A goleada por 5 a 1 sofrida diante do Cuiabá-MT, adversário de hoje, que decretou a perda da Copa Verde de 2015 e, automaticamente, a chance de o time disputar a Copa Sul-Americana deste ano, ainda continua viva na cabeça de muitos torcedores.
Aquela altura, com o Leão tendo aplicado 4 a 1 no jogo de ida, em Belém, nem mesmo o mais pessimista acreditava numa reviravolta no confronto final da decisão. Mas, foi justamente o que acabou acontecendo.
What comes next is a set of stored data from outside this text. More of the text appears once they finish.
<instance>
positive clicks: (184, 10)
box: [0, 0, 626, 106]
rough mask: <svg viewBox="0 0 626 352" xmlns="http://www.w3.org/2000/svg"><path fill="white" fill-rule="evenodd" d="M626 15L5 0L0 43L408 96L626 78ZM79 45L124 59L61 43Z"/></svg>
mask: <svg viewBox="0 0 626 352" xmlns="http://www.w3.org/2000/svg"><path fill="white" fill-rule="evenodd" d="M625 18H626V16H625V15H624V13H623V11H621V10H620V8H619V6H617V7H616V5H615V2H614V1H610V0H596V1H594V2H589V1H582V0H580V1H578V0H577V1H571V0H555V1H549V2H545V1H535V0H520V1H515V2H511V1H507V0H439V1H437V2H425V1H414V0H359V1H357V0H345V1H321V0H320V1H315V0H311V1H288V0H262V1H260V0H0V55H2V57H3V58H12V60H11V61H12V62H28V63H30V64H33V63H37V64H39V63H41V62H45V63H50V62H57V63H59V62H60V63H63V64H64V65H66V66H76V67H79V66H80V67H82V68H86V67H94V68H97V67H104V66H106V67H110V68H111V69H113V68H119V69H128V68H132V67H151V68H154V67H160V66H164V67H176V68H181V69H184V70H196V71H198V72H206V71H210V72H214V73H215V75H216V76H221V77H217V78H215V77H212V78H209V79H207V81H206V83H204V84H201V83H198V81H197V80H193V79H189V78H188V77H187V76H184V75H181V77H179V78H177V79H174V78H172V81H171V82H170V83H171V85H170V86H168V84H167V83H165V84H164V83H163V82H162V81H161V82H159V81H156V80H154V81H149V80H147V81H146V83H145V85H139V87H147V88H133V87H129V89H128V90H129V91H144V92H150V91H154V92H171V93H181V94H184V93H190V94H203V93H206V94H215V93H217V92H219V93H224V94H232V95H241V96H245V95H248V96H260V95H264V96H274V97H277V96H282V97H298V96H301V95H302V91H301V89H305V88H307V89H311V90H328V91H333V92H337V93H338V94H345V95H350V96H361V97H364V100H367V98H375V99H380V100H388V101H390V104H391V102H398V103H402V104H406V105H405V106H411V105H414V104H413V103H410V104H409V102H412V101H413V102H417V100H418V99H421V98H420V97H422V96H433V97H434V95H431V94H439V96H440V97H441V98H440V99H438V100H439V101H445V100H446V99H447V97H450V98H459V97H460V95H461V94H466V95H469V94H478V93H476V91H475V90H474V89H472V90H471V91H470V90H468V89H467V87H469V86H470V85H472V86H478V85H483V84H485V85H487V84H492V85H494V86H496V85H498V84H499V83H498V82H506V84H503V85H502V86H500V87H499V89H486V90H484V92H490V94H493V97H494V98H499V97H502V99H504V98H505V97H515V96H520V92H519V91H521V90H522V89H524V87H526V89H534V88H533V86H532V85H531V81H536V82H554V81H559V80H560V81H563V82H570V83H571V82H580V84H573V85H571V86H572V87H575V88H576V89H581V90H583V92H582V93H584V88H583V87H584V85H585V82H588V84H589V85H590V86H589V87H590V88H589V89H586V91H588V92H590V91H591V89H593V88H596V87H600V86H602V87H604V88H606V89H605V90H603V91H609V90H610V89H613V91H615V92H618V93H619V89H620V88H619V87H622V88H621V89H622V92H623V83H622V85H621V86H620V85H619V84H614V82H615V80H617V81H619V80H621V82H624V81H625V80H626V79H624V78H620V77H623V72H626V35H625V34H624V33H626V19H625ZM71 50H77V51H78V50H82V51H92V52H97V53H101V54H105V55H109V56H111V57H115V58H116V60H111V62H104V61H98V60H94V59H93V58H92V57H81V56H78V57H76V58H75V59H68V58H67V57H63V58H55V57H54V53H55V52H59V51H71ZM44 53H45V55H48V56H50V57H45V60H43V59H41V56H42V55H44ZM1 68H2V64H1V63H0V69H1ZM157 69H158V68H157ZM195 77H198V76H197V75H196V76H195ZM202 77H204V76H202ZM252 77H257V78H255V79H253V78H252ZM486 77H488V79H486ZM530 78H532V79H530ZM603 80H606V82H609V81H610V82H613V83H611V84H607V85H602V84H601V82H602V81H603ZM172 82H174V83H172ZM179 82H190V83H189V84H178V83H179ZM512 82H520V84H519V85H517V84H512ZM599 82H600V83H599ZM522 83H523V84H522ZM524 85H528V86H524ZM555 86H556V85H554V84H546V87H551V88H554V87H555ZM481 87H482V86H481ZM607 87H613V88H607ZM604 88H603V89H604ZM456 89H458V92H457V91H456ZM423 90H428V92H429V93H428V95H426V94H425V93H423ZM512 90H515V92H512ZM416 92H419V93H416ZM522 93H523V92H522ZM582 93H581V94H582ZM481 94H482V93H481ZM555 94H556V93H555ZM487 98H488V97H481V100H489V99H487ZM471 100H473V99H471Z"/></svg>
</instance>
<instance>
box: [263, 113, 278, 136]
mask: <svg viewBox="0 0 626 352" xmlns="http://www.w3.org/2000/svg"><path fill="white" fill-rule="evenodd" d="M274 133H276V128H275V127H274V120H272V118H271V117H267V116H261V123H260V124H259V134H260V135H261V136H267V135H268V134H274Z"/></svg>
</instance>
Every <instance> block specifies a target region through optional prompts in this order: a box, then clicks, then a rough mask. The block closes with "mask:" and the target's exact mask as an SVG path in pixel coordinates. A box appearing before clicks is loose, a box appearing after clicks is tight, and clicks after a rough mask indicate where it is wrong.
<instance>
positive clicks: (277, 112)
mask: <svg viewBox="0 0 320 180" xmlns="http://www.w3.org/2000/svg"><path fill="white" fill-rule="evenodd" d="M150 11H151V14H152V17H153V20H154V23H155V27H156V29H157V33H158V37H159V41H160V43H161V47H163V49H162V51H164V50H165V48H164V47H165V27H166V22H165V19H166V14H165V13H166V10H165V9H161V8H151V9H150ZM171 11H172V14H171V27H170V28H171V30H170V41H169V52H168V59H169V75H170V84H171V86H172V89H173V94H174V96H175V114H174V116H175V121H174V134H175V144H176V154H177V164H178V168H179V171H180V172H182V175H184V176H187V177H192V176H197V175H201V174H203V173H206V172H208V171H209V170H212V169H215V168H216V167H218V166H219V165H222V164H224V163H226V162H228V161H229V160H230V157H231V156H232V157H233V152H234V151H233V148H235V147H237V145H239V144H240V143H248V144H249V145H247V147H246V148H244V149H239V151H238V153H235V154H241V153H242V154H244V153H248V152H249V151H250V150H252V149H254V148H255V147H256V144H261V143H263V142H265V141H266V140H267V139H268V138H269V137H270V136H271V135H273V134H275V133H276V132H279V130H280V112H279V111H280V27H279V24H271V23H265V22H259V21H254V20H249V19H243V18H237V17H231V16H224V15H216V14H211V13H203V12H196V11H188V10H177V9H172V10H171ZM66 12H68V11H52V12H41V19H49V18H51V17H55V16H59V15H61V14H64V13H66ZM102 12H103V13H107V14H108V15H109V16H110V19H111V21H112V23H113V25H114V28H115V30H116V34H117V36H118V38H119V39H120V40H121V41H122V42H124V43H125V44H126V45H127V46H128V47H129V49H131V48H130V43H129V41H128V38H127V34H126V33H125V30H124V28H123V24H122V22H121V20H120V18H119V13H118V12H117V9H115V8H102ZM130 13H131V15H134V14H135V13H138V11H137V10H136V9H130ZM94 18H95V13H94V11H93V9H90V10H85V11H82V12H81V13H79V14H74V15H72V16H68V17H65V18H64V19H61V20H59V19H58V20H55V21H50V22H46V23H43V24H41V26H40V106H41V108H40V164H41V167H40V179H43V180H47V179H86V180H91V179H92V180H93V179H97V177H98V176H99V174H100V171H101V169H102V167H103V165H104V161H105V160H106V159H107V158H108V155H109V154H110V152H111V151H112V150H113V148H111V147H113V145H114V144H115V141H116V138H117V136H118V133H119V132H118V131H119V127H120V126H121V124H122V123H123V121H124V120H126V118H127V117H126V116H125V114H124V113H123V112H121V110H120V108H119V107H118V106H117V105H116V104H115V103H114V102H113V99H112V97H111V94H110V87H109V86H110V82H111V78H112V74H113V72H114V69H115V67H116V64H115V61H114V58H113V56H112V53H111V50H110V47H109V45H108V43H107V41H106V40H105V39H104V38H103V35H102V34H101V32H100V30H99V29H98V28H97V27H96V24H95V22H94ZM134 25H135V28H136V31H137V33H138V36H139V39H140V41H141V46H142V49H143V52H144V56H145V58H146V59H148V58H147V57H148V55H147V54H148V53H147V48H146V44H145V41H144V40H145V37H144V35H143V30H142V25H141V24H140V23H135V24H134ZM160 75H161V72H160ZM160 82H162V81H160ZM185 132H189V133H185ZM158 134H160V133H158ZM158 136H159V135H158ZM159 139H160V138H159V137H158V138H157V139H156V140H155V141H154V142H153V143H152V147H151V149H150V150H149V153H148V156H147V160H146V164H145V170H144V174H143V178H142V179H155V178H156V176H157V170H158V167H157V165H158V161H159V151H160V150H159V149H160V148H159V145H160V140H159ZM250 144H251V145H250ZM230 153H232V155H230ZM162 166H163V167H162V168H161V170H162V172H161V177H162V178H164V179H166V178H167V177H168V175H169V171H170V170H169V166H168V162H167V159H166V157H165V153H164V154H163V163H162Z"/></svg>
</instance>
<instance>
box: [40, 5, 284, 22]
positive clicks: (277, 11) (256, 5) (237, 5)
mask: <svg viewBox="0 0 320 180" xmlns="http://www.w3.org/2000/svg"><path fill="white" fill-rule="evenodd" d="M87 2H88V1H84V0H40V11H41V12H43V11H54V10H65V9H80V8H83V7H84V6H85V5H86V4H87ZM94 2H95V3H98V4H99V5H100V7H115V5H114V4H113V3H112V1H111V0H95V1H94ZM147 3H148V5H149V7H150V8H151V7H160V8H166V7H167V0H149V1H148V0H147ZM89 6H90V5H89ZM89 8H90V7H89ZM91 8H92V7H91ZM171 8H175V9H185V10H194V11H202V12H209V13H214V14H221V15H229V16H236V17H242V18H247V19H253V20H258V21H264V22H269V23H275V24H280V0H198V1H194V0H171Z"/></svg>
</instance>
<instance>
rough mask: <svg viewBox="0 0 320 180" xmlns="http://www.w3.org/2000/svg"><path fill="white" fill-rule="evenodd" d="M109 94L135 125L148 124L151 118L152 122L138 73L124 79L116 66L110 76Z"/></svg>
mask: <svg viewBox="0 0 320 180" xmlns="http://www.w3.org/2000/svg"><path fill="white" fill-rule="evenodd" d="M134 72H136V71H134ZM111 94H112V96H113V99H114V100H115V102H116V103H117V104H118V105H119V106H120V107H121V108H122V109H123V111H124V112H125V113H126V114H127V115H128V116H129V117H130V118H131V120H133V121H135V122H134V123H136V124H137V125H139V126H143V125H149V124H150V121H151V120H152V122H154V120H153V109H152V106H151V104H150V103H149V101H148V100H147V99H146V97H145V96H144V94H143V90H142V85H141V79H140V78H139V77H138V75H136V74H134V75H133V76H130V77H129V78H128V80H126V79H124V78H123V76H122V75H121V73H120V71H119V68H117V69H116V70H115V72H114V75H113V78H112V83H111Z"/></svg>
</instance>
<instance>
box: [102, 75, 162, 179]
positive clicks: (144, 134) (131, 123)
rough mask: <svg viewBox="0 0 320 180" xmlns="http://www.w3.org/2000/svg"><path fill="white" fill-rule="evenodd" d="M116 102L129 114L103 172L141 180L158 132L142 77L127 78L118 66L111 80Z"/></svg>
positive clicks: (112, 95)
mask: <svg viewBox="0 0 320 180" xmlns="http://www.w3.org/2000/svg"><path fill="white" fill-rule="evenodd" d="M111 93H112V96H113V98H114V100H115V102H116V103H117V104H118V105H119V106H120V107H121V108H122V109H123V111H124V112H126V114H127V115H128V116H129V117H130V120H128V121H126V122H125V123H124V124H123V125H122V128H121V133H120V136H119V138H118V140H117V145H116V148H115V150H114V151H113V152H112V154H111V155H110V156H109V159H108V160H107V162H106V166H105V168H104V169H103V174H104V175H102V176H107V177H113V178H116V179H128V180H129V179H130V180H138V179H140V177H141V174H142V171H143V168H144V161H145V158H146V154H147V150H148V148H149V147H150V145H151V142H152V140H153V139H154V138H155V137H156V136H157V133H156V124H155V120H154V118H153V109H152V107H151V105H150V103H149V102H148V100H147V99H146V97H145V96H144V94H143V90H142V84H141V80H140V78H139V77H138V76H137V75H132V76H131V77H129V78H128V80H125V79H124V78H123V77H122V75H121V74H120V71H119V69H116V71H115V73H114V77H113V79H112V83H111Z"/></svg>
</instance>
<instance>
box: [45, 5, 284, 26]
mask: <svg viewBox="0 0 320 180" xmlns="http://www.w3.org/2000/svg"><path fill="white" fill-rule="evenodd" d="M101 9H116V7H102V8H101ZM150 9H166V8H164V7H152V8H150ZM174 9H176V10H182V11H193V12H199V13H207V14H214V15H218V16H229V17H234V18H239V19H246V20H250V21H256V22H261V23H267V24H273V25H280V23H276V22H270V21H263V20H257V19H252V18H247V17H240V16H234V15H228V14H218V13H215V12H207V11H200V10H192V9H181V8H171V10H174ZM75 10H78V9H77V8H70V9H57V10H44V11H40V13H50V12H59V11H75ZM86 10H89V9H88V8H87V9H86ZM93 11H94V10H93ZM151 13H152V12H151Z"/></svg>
Numa noite em que nada deu certo à equipe comandada pelo técnico Cacaio, o Leão viu escorrer pelo ralo a chance de conquistar o torneio, após o Dourado balançar a rede com Raphael Luz, autor de três gols, e Nino Gurreiro, que fez dois. Val Barreto descontou para o Leão. No fim da partida, o semblante dos torcedores, que foram em peso a Cuiabá, dos jogadores e de Cacaio era de decepção. Na volta para casa, o clima era de velório entre os remistas - natural em situação como essa.
Para a maioria dos azulinos que entram em campo, hoje, o confronto não traz nenhuma recordação, já que não estavam no Leão na época. Outros, porém, não conseguem esquecer a ‘Tragédia do Pantanal’ ou ‘Cuiabaço’, registrada em 7 de maio de 2015.
Eduardo Ramos e Silvio, o primeiro titular e o segundo reserva, são alguns dos atletas que estiveram em campo naquela partida e que voltam à Arena Pantanal para encarar, mais uma vez, o Dourado, esperando, claro, que o troco seja dado aos donos da casa.